FieldREG Experiments

Venues and Results:

The Princeton Engineering Anomalies Research (PEAR) lab has explored various venues using their FieldREG protocol. Their equipment included a portable REG and software with data tracking and graphical analysis. A researcher would take the device to a scheduled event usually with a defined agenda so that the event could be broken down into sections for analysis, known as sessions. In this section, we are going to discuss one such experiment conducted by the lab: the 10th Annual Conference on Humor and Creativity in April 1995.

Why a comedic venue? Why not religious, business, etc? The PEAR lab ran FieldREG experiments in all types of group environments. To read about all the venues and results, please read the PEAR publication “FieldREG Anomalies in Group Situations.” According to the publication, there was an “informal hypothesis” that humor may generate a “coherent group consciousness.” Again, interpretation is still very speculative, but anecdotal reports from these experiments suggest certain venue characteristics that might have the greatest results of deviation from change.
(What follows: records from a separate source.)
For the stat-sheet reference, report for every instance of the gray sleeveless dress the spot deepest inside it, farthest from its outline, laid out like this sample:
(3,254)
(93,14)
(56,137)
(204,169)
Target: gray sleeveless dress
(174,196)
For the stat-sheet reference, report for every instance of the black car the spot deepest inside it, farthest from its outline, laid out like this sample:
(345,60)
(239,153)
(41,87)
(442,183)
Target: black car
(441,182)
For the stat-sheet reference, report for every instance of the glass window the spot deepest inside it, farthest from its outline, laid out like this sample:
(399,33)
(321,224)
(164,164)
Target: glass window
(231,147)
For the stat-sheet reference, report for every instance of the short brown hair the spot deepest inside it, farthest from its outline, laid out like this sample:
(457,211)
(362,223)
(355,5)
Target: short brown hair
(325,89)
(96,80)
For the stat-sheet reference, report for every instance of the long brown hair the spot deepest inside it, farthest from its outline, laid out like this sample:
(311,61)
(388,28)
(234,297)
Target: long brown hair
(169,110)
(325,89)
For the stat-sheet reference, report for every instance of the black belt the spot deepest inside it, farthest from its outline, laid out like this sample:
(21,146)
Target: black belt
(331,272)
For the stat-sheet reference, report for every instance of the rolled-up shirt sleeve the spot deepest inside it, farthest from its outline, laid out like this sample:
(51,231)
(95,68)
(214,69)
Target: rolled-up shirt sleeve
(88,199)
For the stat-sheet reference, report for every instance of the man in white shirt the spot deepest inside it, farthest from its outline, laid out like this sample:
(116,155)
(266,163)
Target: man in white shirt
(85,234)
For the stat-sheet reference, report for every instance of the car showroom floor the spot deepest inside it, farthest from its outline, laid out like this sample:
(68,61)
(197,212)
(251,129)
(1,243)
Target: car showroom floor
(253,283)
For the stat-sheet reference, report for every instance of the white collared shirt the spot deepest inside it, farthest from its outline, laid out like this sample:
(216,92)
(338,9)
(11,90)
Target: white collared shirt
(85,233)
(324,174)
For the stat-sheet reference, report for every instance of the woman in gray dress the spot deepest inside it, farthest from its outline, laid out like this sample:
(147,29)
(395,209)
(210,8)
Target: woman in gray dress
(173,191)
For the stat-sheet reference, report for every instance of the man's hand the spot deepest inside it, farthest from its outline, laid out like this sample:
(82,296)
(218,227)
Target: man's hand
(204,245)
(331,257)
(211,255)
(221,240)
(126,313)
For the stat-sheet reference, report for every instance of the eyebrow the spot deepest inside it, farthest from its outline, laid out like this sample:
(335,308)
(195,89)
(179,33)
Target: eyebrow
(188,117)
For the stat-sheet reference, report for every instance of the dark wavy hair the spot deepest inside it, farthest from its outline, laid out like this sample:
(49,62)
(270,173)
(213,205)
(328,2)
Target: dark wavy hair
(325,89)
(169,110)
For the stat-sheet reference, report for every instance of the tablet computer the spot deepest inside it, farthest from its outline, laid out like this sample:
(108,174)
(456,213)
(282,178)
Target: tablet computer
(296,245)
Those traits are: “high degrees of attention, intellectual cohesiveness, shared emotion, or other coherent qualities.”

It is also important to run the FieldREG equipment during times of “rest” or “control”, i.e. when the participants are not engaged in the particular event being measured; for example, overnight or between sessions. That way, researchers can compare the FieldREG “active” data against that of the “control” sessions.

Approximately 1,000 participants attended the humor conference, which was broken down into 5 keynote presentations and a number of smaller breakout type sessions. Each day, the researcher ran the FieldREG equipment in the background and jotted down notes as to when there was a keynote, how the crowd reacted (e.g. standing ovations), and any other comments he or she felt were notable. It is important to note that PEAR lab researchers were not the only individuals who did these types of experiments.